Head-to-Head Comparison Between Phosphatidylethanol Versus Indirect Alcohol Biomarkers for Diagnosis of MetALD Versus MASLD: A Prospective Study

Background

The current subclassification of steatotic liver disease (SLD) relies on validated questionnaires, such as Alcohol Use Disorders Identification Test (AUDIT) and Lifetime Drinking History (LDH), which, while useful, are impractical and lack precision for their use in routine clinical practice. Phosphatidylethanol (PEth) is a quantitative, objective alcohol biomarker with high sensitivity and specificity.

Aims

To assess the diagnostic accuracy of PEth for differentiating metabolic dysfunction and alcohol-associated liver disease (MetALD) from metabolic dysfunction-associated steatotic liver disease (MASLD) in a large, population-based, prospective, multiethnic cohort of individuals with overweight or obesity.

Methods

This is a cross-sectional analysis of a prospective study including 374 adults with overweight or obesity residing in Southern California who had SLD as defined by MRI-PDFF ≥ 5%. The clinical research visit included medical history, biochemical and PEth testing, standardised validated questionnaires (including AUDIT and LDH), physical examination, and advanced imaging using MRI-PDFF and MRE.

Results

Among 374 adults with SLD, the prevalence of MASLD, MetALD, and ALD was 90.1%, 6.4%, and 3.5%, respectively.

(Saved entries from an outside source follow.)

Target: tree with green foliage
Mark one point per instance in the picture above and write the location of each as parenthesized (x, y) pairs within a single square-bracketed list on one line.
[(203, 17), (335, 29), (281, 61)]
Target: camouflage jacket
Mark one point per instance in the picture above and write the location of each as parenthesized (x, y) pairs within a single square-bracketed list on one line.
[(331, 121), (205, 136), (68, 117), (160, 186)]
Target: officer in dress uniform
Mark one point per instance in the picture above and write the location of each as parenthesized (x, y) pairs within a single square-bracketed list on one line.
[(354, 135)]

PEth had a robust diagnostic accuracy in the detection of MetALD (AUROC 0.81, 95%CI 0.73–0.89) and the Youden cut-off was 25 ng/mL. In head-to-head comparative efficacy analysis, PEth was both statistically and clinically superior to all previously used indirect alcohol biomarkers for diagnosing MetALD, including aspartate aminotransferase/alanine aminotransferase ratio, mean corpuscular volume, gamma glutamyltransferase, and ALD/NAFLD index (p < 0.05).

Conclusions

PEth outperforms previously used non-invasive tests in differentiating MetALD from MASLD and has the potential to change clinical practice by enhancing the subclassification of SLD.